Dear Fellow Congregants,
I am honored and humbled to serve as the president of Beth Sholom Congregation. I am preceded by dedicated, hardworking, and selfless individuals. Many of them continue to be active on the Board and on committees. I appreciate their advice and counsel. Though my family has been members of the congregation for over 30 years, I know there are many members who do not know me personally. I thought I would take this opportunity to tell you something about myself. I would also ask that you take a moment and introduce yourselves to me as I would like to know as many of you as possible.
I grew up in Overbrook Park. My parents purchased a 16-foot row house just around the time that my sister was born in 1948. I came along 4 years later. I attended Overbrook Park Congregation Hebrew School which was only 2 blocks from my house. The synagogue was later to be renamed Beth T'fillah. In 5th grade, I was King Ahasuerus in the Purim cantata. I still remember the song I sang. My father owned a business on Jewelers' Row for many years. My mother had classical training in piano. After my sister and I were born she applied her talent teaching piano and accompanying the synagogue choir. My formal Jewish education ended shortly after my Bar Mitzvah.
I had quite a few frozen dinners from 1963 through 1969 while my mother went to St. Joseph's College evening school. She received her BA the same year that I graduated from Central High School (Class of 228.). I then matriculated at Villanova University where I received my BS in General Science. Why did I go to a good Catholic school for college? When I was in high school I fell in love with Big Five college basketball. My choice came between the Jesuits (St. Joe's) or the Augustinians (Nova.). The Augustinians won and it was a good thing. During my sophomore year, Villanova played in the national championship game.

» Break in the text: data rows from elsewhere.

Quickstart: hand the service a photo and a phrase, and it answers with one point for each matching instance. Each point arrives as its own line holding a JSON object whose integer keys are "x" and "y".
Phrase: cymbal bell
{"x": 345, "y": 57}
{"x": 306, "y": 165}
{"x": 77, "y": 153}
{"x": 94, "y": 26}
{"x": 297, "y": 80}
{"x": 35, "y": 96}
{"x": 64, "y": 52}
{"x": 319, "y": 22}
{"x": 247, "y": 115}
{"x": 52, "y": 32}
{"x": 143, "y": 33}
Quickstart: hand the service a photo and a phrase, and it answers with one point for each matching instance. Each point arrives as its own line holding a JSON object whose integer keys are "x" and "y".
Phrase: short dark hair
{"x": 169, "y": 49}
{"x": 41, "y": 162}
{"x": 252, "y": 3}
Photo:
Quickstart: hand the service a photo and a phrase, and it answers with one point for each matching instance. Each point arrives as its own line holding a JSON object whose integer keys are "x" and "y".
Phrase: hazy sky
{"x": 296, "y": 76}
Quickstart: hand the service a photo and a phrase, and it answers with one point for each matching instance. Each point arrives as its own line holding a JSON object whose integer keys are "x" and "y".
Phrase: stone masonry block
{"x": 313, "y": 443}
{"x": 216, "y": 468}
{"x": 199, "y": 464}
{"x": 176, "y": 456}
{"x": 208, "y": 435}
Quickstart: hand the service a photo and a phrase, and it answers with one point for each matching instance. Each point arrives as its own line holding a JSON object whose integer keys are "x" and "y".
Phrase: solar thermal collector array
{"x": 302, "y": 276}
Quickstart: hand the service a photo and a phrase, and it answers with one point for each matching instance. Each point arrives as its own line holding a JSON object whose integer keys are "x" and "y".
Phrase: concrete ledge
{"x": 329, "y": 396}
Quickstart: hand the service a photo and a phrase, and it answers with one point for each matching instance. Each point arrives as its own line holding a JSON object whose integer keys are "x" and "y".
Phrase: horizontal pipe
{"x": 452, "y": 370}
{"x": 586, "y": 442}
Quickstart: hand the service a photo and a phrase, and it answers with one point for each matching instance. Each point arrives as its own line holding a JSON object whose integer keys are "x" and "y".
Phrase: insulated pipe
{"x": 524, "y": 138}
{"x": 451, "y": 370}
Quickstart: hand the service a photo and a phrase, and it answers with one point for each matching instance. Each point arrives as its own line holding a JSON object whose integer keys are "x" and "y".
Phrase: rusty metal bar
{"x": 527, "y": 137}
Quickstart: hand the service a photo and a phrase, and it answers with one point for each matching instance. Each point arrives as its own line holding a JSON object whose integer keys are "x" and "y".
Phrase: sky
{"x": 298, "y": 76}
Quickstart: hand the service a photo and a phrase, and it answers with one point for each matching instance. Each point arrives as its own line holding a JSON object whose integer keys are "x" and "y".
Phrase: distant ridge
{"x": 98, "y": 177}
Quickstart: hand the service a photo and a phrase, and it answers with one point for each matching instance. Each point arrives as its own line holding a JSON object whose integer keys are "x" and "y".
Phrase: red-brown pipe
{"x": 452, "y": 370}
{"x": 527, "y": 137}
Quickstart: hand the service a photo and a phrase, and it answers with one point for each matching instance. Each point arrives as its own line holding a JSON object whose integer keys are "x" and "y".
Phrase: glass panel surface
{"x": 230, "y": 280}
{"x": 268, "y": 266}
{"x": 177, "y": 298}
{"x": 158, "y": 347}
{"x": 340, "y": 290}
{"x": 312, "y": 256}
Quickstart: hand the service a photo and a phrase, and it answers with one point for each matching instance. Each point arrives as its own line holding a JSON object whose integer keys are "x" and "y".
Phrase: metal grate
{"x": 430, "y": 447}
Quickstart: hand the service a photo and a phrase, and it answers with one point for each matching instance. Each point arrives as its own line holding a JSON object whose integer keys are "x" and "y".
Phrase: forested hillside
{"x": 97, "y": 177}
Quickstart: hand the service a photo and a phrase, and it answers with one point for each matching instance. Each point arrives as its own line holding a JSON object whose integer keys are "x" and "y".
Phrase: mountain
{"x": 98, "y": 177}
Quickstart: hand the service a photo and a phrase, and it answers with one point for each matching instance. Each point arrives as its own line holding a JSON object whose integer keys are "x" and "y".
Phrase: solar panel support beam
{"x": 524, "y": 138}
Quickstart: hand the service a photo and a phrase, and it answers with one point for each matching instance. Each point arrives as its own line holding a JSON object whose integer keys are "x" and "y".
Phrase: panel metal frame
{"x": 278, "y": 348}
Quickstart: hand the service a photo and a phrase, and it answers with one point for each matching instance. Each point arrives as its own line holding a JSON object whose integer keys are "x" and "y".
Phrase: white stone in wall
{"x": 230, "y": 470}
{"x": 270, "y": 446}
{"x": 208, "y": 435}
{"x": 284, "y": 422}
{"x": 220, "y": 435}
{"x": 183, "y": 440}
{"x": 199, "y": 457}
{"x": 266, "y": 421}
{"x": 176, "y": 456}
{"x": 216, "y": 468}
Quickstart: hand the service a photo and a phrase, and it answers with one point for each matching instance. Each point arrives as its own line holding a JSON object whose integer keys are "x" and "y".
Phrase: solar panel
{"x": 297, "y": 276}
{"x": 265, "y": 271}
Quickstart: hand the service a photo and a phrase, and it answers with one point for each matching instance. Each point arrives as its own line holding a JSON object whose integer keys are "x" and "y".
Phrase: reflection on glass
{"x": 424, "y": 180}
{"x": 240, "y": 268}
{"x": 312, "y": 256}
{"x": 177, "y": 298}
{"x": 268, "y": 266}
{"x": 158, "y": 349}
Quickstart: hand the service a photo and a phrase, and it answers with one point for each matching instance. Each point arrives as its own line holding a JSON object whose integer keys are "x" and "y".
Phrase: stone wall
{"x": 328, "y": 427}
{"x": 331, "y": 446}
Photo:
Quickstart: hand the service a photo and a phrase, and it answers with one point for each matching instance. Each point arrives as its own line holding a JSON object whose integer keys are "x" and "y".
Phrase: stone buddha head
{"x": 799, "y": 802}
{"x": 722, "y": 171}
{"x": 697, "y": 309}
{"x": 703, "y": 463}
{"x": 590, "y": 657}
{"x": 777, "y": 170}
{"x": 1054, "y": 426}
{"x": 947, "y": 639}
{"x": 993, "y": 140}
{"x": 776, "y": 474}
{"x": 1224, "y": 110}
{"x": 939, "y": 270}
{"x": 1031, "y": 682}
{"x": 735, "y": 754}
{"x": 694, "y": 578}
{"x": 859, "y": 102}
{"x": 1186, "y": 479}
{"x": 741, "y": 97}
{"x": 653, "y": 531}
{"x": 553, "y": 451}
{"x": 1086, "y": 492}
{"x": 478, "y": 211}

1978 was a magical, transformative year. On the first day of Temple Medical School orientation I met Leslie Berman, the woman who would become my wife. She didn't know it at the time, only I did. Eleven hundred and fifty-two days later we were married. After completing our residencies we were both fortunate to find positions at the same hospital. Leslie became the first female OB-GYN on the staff at Abington Memorial Hospital in 1982 and one year later, I joined a practice of General Surgeons.
1982 was also the year that Marissa was born followed three years later by Robert. They both went to Solomon Schechter Day School (currently the Perelman Jewish Day School) and Akiba Hebrew Academy (currently Barrack Hebrew Academy.). During that time, I began getting more involved in the Jewish Community. My colleagues and I organized the Jewish physicians at our hospital. Each year there were brunches with speakers (one year Bibi Netanyahu spoke) and there was also fundraising for Jewish Federation. Subsequently and simultaneously, I was on the Board of the Perelman Jewish Day School (serving as its president from 1999-2001 and currently a trustee of the school), a co-chair of the Maimonides Society (the doctors division of Federation), and an officer and board member of Beth Sholom Congregation. Realizing that my children were quickly eclipsing my Jewish knowledge with their studies, I enrolled in the Florence Melton School of Adult Jewish Learning when it was first offered at Gratz College. Finally, with the help of Hazzan Tilman, I developed the skills to once again read Torah and Haftarah. A few months ago, I read Torah on the 50th anniversary of my Bar Mitzvah.
My personal history has led me to the following beliefs and conclusions. 1) I am an ardent supporter of the State of Israel especially her right and necessity to exist. 2) I believe in Jewish day schools and synagogue Hebrew schools. 3) I believe in strengthening the State of Israel through the purchase of Israel Bonds. 4) I believe in supporting the Jewish Federation of Greater Philadelphia. 5) I love the tradition of Conservative Judaism. 6) I believe in the importance of the home and the synagogue for all ages to connect with and strengthen their ties to Judaism.
The importance of our synagogue as a center for Jewish life and Jewish continuity cannot be overstated. I hope each of us this coming year will seek out another reason to come to Beth Sholom. Attend Friday night Kabbalat Shabbat or Saturday morning services when you have not planned other activities. Help weekday evening minyanim by coming before or after your dinner. Attend a function of the Men's Club or Sisterhood. Find an opportunity to volunteer. Come to one of the many educational programs that run throughout the year. I look forward to seeing each of you here this coming year.
On behalf of my wife Leslie, my son Robert, my daughter Marissa and son-in-law Noah, and my granddaughter Eden, I wish you a Healthy and Happy New Year.